The New York paper of record has drawn a “false moral equivalence” between those who put up posters calling for the release of hostages and those who tear the posters down, per CAMERA.

Raz, 5, and Aviv, 3, two of the as many as 240 hostages being held by Hamas in the Gaza Strip, November 2023. Credit: Courtesy.
Raz, 5, and Aviv, 3, two of the as many as 240 hostages being held by Hamas in the Gaza Strip, November 2023. Credit: Courtesy.

“Their ‘both-sides’ approach creates a false moral balance, making the vandalism seem as valid as efforts to expose the suffering of hostages and seek their release,” said Gilead Ini, a senior analyst at CAMERA.

The watchdog cited Katherine Rosman’s article “How posters of kidnapped Israelis ignited a firestorm on American sidewalks” in the Times.

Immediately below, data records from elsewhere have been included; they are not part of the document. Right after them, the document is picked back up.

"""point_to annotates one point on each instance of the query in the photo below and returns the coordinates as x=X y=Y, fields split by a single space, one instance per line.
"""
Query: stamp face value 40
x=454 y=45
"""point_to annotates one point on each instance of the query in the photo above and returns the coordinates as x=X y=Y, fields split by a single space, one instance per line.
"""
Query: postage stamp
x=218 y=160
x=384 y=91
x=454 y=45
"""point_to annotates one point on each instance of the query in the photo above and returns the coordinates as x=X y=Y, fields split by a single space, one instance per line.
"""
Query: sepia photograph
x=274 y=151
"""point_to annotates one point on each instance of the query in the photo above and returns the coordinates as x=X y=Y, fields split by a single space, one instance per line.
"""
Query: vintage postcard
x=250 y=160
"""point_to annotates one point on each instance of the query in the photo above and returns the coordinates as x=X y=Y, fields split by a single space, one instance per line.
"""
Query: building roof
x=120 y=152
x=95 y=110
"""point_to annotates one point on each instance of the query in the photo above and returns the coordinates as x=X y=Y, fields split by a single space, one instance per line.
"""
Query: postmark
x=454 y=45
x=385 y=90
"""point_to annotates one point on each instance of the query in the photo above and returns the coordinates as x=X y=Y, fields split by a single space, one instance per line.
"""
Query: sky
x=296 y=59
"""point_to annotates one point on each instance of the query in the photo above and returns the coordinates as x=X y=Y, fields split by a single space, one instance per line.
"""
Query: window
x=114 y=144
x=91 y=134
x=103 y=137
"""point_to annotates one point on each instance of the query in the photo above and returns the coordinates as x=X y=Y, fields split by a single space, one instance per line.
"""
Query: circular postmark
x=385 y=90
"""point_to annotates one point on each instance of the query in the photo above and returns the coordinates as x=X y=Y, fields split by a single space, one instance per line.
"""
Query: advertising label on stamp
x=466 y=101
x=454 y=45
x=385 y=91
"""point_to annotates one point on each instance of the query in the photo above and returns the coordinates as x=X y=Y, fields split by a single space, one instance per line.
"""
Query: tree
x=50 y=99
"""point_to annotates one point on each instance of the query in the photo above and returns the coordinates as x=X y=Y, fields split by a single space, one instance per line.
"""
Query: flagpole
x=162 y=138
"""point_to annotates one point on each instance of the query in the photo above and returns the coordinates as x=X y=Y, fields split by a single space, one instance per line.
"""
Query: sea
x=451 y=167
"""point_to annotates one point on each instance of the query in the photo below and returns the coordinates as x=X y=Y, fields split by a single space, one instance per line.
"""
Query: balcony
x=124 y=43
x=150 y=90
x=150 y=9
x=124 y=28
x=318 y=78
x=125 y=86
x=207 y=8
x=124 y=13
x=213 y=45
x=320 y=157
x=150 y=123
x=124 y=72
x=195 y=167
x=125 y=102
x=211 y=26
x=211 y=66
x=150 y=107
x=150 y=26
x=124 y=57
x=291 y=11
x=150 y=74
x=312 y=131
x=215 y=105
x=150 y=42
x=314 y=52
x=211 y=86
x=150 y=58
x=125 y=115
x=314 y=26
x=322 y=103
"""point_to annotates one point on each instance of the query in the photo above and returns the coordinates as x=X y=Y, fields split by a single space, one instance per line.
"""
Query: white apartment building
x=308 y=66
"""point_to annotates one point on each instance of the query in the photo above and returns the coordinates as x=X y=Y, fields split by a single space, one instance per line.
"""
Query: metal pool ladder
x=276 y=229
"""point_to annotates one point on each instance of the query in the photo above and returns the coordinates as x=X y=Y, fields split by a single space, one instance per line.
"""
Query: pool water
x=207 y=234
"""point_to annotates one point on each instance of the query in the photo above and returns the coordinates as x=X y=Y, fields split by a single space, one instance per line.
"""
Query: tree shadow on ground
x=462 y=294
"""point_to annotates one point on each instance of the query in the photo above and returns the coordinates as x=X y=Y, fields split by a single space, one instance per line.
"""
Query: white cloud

“Displaying the posters has become a form of activism, keeping the more than 200 hostages seized by Hamas in full view of the public,” Rosman wrote. “But removing the posters has quickly emerged as its own form of protest—a release valve and also a provocation by those anguished by what they say was the Israeli government’s mistreatment of Palestinians in the years before Oct. 7 and since the bombing of Gaza began.”

The “battle” over the posters “captures one of the most fervently debated questions of the war: Whose suffering should command public attention and sympathy?” the article added.